Epidemic situation & tight transportation capacity affects delivery, and the growth of short-term revenue slows down. Since mid March, the epidemic has occurred frequently all over the country, which has led to the delay of the delivery of China’s freight logistics (such as Ashely, some Chinese sports customers, etc.), which has affected the company’s revenue recognition; At the same time, due to the tightening of national control under the epidemic, it affected the supply of some raw materials in the short term and also had a certain impact on production, but the output remained positive (+ 1.6%). In previous years, March was usually the company’s peak sales season. In 2022q1, under the condition of weak macroeconomic environment and slight decline in the company’s sales volume, the company’s main product revenue still increased slightly (about + 7.2%), which was mainly driven by the continuous upgrading of customer structure and the increase of the company’s product unit price. If the Q2 epidemic gradually recovers, the logistics tension outside China is expected to be alleviated, and the company’s sales growth may be accelerated.

Under the epidemic situation, the transmission of raw material price rise lags behind, and the short-term profitability is under pressure. During the period, the prices of raw and auxiliary materials and energy of the company continued to rise (the price of chemical raw materials increased by about 20-40% year-on-year, and the price of natural gas increased by about 28% year-on-year), and the supply of some materials was tight. Although the company had raised the product price during the period, under the current epidemic, the price adjustment range of some customers was lower than that of raw and auxiliary materials, and there was a certain lag in price transmission. Therefore, we expect the company’s short-term gross profit margin to be under pressure. On the cost side, in the same period, the company still increased investment in product R & D to continuously improve its competitiveness and store energy for long-term development. During the period, the R & D cost was about 37.3 million yuan (+ 10.07 million yuan). In addition, the government subsidy included in the current profit and loss of the company is about 6.71 million yuan (+ 3.81 million yuan).

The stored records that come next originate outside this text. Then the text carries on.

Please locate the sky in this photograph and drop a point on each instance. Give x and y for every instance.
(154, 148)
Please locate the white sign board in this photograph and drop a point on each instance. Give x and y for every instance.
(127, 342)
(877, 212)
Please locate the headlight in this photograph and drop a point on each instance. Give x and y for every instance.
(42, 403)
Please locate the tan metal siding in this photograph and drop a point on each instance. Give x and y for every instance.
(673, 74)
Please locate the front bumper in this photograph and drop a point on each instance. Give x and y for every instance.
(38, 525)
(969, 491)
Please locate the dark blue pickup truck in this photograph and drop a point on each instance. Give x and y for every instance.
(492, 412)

The trend of high-end industry and domestic substitution is prominent, and the company has ushered in a breakthrough in ten years of deep cultivation. From the development trend of the industry, PU leather is gradually replacing PVC leather under the promotion of environmental protection policies and the strengthening of ideas. Among them, healthy, green and eco-friendly waterborne / solvent-free PU leather has become the general trend of the industry in the future, and has a rapid penetration in high-end applications such as downstream International head sports and leisure brands, high-end sofa home, automobile interior decoration and so on. In the past, the company has continued to invest heavily in R & D, laid out new products water-based / solvent-free leather and reserved key customers. Since the second half of 2019, international key customers have entered a continuous breakthrough period. Considering that the company still has a large number of high-quality reserve customers to be released, it is expected to usher in a golden period of development.

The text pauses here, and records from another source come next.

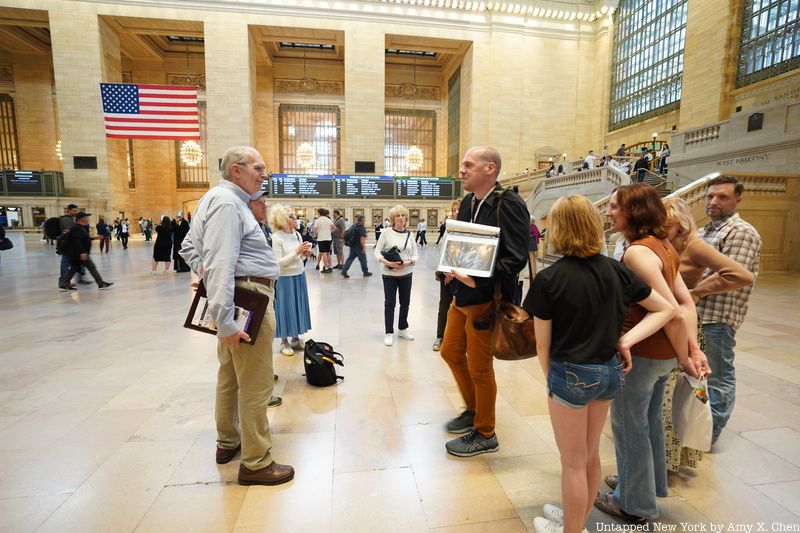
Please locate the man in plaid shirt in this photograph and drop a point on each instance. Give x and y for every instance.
(722, 314)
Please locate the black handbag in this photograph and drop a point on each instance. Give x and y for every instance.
(319, 360)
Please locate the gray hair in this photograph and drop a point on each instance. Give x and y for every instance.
(235, 155)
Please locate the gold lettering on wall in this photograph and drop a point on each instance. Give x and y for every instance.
(308, 86)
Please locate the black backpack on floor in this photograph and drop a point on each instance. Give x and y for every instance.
(319, 360)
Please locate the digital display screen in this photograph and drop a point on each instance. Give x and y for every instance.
(292, 185)
(423, 187)
(24, 181)
(370, 186)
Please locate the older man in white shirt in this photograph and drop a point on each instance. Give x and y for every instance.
(227, 248)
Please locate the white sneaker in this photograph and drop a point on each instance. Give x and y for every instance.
(404, 334)
(553, 513)
(543, 525)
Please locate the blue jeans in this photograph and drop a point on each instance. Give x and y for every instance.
(356, 252)
(574, 385)
(637, 420)
(720, 343)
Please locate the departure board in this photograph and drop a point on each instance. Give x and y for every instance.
(423, 187)
(364, 186)
(294, 185)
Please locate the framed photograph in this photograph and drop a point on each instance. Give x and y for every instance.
(470, 248)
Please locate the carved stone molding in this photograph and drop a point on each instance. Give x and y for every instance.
(197, 80)
(407, 90)
(308, 86)
(6, 74)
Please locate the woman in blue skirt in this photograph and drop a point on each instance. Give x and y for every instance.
(293, 317)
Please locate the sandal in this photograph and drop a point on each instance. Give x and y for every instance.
(605, 503)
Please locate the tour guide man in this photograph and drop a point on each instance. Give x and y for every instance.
(227, 248)
(467, 336)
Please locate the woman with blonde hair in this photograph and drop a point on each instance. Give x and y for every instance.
(397, 252)
(292, 312)
(579, 305)
(697, 256)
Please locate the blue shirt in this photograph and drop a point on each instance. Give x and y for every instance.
(225, 241)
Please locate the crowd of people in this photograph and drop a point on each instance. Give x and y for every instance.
(612, 335)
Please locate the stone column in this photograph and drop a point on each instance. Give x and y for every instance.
(230, 87)
(77, 66)
(364, 97)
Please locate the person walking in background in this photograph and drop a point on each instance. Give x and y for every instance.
(103, 234)
(357, 249)
(292, 312)
(339, 227)
(579, 305)
(445, 296)
(533, 246)
(163, 245)
(422, 229)
(77, 247)
(397, 273)
(467, 337)
(179, 232)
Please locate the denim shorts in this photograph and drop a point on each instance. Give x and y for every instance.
(576, 384)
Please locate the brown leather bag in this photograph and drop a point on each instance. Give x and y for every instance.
(512, 330)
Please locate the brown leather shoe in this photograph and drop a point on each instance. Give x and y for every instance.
(225, 456)
(273, 474)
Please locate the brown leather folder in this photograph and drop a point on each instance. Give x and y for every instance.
(254, 302)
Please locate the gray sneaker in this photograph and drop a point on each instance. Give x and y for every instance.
(463, 423)
(473, 443)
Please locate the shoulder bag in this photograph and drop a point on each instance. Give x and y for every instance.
(513, 336)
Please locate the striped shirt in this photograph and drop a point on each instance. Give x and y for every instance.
(740, 241)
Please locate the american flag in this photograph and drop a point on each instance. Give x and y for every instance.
(134, 111)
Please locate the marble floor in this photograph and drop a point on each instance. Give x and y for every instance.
(106, 418)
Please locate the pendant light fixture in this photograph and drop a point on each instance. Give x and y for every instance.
(414, 156)
(306, 154)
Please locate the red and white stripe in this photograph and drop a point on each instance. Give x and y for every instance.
(165, 112)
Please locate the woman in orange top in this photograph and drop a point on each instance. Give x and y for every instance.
(636, 414)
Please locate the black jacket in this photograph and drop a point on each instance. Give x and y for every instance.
(512, 254)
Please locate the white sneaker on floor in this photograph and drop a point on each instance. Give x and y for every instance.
(553, 513)
(404, 334)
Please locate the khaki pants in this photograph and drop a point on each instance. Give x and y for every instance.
(244, 387)
(466, 350)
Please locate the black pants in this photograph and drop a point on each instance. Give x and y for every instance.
(74, 268)
(356, 252)
(445, 299)
(392, 286)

Investment suggestion: the company is the global leader in ecological functional PU leather. Based on research and development, the company will compete in the foreign-funded high-end PU leather market and enter the stage of large-scale production of key customers. With high gross profit margin, large number of customers and superimposed scale effect, the company has entered the development channel of high growth and high quality. In the short term, the shipment and raw material supply are affected by China’s epidemic and shipping. Some customer orders in 2022h1 may be delayed (such as Chivas and Ashley). At the same time, the price of upstream raw materials has increased significantly, and the short-term gross profit margin is expected to be under pressure. At the same time, the income from the sale of assets of the company is about 159 million yuan. On the whole, we expect the net profit attributable to the parent company in 2022 / 23 / 24 to be 330 / 259 / 324 million yuan (originally 191 million yuan in 2022), with a year-on-year increase of 150.5% / – 21.7% / 25.5%, and the corresponding valuation is 8 / 10 / 8 times respectively. If the one-time self-produced disposal income is not considered, the net profit in 2022 will be 1.71, with an increase of 29.5% / 51.5% respectively in 2022 / 23, maintaining the “buy” rating.

Risk warning: raw materials fluctuate greatly; Risk of sharp rise in natural gas prices in winter; The epidemic situation in Southeast Asia affects the production progress of Vietnam; The demand of downstream customers decreased. The public materials used in the research report may have the risk of information lag or untimely update.